Der Rat der Auftraggeberin sprach sich sodann in seiner xxxxxx. öffentlichen Ratssitzung am xxxxxx unter TOP xxxxxx "Hafenvergabe - Entscheidung über die vorgelegten Konzepte" nach einer Aussprache in namentlicher Abstimmung mit 12 zu 5 Stimmen für eine Weisung an die Gesellschafterversammlung aus, den Auftrag an die Beigeladene zu vergeben.
Mit Schriftsatz vom 21.08.2008, eingegangen in der Vergabekammer am selben Tage, beantragte die Antragstellerin die Einleitung eines Nachprüfungsverfahrens. Sie ergänzt und vertieft ihren Vortrag in Bezug auf die bereits in dem Rügeschreiben vom 06.08.2008 gegenüber der Auftraggeberin monierte Wertung des Angebotes der Beigeladenen.

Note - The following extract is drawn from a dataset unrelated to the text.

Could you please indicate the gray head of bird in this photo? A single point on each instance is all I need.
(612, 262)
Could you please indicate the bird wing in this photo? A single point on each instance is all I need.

Sie beziffert den Schwellenwert unter Berücksichtigung der Kostenschätzung für einen Fangedamm und vorläufiger weiterer Investitionen nach ihrem Konzept bei einer realistischen Laufzeit des Erbpachtvertrages von 49 Jahren auf knapp xxxxxx EUR. Soweit sich die Auftraggeberin auf den Förderantrag aus dem Jahre 2005 berufe, könne dieser nicht als Grundlage für die Schätzung des Auftragswertes heran gezogen werden. Er sei nicht nur zeitlich sondern auch sachlich überholt, da er zur Wellendämpfung ungeeignete Maßnahmen (Steinschüttung am Hafenbeckenrand sowie Böschung aus Schüttsteine) vorsah. Belege dafür, dass die Auftraggeberin selbst von einer Baukonzession ausgeht, sieht die Antragstellerin u.a. in dem Protokoll der Aufsichtsratssitzung vom xxxxxx. Dort habe der beauftragte Ingenieur xxxxxx die Ergebnisse einer aktuellen Bauwerksprüfung vorgestellt und erheblichen Sanierungsbedarf festgestellt. Da die Stadt xxxxxx sich finanziell nicht in der Lage sah, diese Leistungen in Höhe von mehreren Millionen Euro allein zu verwirklichen, sollte der Investor offenkundig die erforderlichen Bauleistungen erbringen und sich über die Bewirtschaftung des Hafens refinanzieren, was eine klassische Baukonzession darstelle.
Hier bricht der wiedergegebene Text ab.